In deze zaak heeft de Centrale Raad van Beroep op 31 oktober 2014 uitspraak gedaan in hoger beroep tegen een eerdere uitspraak van de rechtbank Breda. De zaak betreft een geschil over de toekenning van een WAO-uitkering aan appellant, die stelt dat hij lijdt aan een (post)whiplashsyndroom met bijbehorende hoofdpijnklachten. In een tussenuitspraak van 17 juni 2011 (ECLI:NL:CRVB:2011:BQ9804) heeft de Raad vastgesteld dat het besluit van het Uwv niet zorgvuldig tot stand was gekomen en dat er gebreken waren in de motivering van het besluit. Het Uwv werd opgedragen deze gebreken te herstellen.
Het Uwv heeft vervolgens rapporten ingediend van neuroloog dr. P.L.I. Dellemijn en een verzekeringsarts bezwaar en beroep. De neuroloog concludeerde dat er geen objectiveerbare afwijkingen waren en dat de hoofdpijnklachten van appellant niet in de mate zoals geclaimd aanwezig konden zijn. Appellant heeft betoogd dat de vraagstelling aan de neuroloog suggestief was en dat de deskundige niet over het volledige dossier beschikte.

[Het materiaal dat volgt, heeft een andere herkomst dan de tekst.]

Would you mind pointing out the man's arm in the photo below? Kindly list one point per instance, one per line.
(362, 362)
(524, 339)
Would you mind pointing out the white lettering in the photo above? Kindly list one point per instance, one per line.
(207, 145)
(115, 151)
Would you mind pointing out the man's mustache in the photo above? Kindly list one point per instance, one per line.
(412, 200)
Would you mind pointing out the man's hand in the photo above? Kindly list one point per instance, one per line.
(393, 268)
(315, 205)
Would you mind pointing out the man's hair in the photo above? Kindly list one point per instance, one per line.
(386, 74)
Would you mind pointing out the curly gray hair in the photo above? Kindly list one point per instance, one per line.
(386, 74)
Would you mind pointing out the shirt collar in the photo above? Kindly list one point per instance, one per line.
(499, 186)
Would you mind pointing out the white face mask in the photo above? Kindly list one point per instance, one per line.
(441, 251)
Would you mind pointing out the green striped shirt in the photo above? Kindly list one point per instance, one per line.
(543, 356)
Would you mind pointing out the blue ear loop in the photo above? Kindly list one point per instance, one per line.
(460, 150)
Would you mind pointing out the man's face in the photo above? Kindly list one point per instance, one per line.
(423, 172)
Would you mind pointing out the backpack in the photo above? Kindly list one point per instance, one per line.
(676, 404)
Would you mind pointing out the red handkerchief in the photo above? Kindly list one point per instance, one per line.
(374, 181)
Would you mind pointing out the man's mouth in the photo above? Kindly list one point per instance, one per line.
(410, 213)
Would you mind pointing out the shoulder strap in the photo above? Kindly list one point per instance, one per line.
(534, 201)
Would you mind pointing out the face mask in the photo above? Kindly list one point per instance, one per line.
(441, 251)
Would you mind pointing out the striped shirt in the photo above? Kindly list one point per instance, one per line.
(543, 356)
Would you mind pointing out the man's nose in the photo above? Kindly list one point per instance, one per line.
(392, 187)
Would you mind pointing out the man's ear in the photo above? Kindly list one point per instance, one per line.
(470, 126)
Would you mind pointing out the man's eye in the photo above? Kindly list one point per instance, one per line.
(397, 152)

De Raad heeft de argumenten van appellant beoordeeld en geconcludeerd dat het Uwv op juiste wijze uitvoering heeft gegeven aan de tussenuitspraak. De vraagstelling aan de neuroloog was niet suggestief en het rapport van Dellemijn was zorgvuldig en overtuigend. De Raad bevestigde de aangevallen uitspraak en veroordeelde het Uwv in de proceskosten van appellant tot een bedrag van € 2.315,70, inclusief reiskosten en griffierecht.